TWANG WHEN THE TWAIN MEET

Although the quality of Japanese baseball continues to improve—it is now considered superior to the play in the top U.S. minors—what impressed their hosts most about the visiting Chunichi Dragons and Tokyo Giants in Florida spring-training camps this winter was their conditioning. Although it was winter in Japan, too, the Japanese arrived ready to play and none of them complained of aches or pains or appeared to get hurt. Were they hiding their frailties, or were they as healthy as they seemed?

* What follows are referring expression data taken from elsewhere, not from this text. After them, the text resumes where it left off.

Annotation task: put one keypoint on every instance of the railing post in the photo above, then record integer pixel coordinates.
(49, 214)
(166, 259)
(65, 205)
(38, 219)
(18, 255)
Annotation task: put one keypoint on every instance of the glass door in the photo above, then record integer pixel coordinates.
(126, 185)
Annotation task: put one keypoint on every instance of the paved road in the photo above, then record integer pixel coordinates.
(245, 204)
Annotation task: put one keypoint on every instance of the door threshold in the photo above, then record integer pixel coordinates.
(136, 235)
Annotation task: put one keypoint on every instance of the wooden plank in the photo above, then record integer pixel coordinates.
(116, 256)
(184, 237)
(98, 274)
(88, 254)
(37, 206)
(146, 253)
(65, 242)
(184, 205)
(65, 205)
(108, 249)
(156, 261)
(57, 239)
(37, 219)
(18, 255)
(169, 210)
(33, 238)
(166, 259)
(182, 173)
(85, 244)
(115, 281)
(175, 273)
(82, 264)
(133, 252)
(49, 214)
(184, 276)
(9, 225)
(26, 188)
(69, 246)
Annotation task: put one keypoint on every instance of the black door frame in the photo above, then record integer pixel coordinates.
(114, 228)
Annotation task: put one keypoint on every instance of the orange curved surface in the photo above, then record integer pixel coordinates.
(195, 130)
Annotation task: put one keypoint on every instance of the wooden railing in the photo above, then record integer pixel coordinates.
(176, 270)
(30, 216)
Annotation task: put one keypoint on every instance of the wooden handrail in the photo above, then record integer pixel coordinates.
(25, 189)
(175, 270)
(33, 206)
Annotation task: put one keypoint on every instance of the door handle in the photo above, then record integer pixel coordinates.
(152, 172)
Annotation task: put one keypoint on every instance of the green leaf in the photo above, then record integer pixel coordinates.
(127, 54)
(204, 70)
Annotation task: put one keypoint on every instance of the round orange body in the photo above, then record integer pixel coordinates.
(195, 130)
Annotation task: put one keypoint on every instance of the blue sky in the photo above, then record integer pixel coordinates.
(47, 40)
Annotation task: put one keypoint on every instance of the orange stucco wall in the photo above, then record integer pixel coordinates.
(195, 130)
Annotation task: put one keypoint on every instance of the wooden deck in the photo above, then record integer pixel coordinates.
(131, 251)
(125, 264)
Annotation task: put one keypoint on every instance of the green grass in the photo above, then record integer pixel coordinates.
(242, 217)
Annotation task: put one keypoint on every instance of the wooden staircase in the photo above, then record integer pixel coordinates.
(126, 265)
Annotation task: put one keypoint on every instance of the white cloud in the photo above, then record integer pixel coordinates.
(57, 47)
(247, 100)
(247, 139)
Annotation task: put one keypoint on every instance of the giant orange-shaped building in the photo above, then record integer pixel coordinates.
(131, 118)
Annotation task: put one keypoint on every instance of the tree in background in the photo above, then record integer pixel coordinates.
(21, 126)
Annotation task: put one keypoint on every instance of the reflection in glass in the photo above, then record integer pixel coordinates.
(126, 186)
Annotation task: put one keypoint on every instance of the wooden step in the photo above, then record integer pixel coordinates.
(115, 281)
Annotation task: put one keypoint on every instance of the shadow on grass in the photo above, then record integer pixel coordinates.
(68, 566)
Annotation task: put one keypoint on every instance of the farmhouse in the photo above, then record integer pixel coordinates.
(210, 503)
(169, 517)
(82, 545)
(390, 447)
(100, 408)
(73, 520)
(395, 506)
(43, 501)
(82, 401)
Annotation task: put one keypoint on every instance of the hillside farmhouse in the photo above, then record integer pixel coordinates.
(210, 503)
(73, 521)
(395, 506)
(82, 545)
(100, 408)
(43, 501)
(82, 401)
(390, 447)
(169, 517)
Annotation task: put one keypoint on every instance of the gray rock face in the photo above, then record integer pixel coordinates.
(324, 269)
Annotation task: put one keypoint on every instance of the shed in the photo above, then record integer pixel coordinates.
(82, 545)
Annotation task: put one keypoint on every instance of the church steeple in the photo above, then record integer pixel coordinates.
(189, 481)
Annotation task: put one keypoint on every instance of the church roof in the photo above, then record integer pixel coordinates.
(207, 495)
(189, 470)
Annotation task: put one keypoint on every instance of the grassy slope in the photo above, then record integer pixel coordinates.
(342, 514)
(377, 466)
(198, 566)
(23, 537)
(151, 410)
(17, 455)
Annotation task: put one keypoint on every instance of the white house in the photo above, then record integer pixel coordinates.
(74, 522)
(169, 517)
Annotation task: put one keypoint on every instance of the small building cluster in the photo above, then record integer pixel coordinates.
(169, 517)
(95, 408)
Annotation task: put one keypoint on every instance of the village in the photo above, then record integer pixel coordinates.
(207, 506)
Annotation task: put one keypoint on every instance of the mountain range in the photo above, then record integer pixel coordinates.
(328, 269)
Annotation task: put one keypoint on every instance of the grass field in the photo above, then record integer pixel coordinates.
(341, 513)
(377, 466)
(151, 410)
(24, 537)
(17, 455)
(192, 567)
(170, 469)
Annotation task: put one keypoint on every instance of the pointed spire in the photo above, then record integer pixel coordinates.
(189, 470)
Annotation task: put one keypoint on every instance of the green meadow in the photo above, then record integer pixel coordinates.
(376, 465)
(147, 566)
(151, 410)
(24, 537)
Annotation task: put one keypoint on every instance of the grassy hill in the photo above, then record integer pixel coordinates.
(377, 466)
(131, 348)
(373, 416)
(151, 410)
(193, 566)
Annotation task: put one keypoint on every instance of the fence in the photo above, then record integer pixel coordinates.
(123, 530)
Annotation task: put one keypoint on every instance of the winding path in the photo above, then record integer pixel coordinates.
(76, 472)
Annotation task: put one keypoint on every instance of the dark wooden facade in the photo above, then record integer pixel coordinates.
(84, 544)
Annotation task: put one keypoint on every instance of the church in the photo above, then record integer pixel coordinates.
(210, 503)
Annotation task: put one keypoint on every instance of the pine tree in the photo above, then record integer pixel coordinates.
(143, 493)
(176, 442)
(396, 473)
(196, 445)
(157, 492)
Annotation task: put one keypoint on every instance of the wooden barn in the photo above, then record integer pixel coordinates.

They were and are plain healthy, said Chunichi Manager Wally Yonamine in Tokyo last week, and one reason is Japan's almost obsessive interest in calisthenics. "With the Japanese, exercise is something as essential or ubiquitous as their morning bowl of bean-paste soup," said the Hawaii-born Yonamine, who has spent 24 of his 50 years in Japan. They begin as kindergartners and cannot kick the habit even in old age. Instead of coffee breaks in government or corporate headquarters, daily at 10 and 3 a shockingly rhythmic air will be piped out on the public-address system and everybody from directors to computer key punchers will break away from their desks and plunge into five energetic minutes of calisthenics.

The habits of a lifetime are even more ingrained in ballplayers, said Shigeo Nagashima, the Tokyo Giants' new manager. The American major-leaguers could emulate the Japanese, he said, "but in the final analysis...the cultural shock would be too great to make it realistic for our American colleagues." He was referring to jishu renshu—literally, independent training. In mid-January, after the close of the New Year holidays, Japanese players go to the mountains in small groups and run up and down the slopes, bathe in icy water and sometimes indulge in Zen meditation for hours on end. By the time they show up for spring training they are in tip-top shape.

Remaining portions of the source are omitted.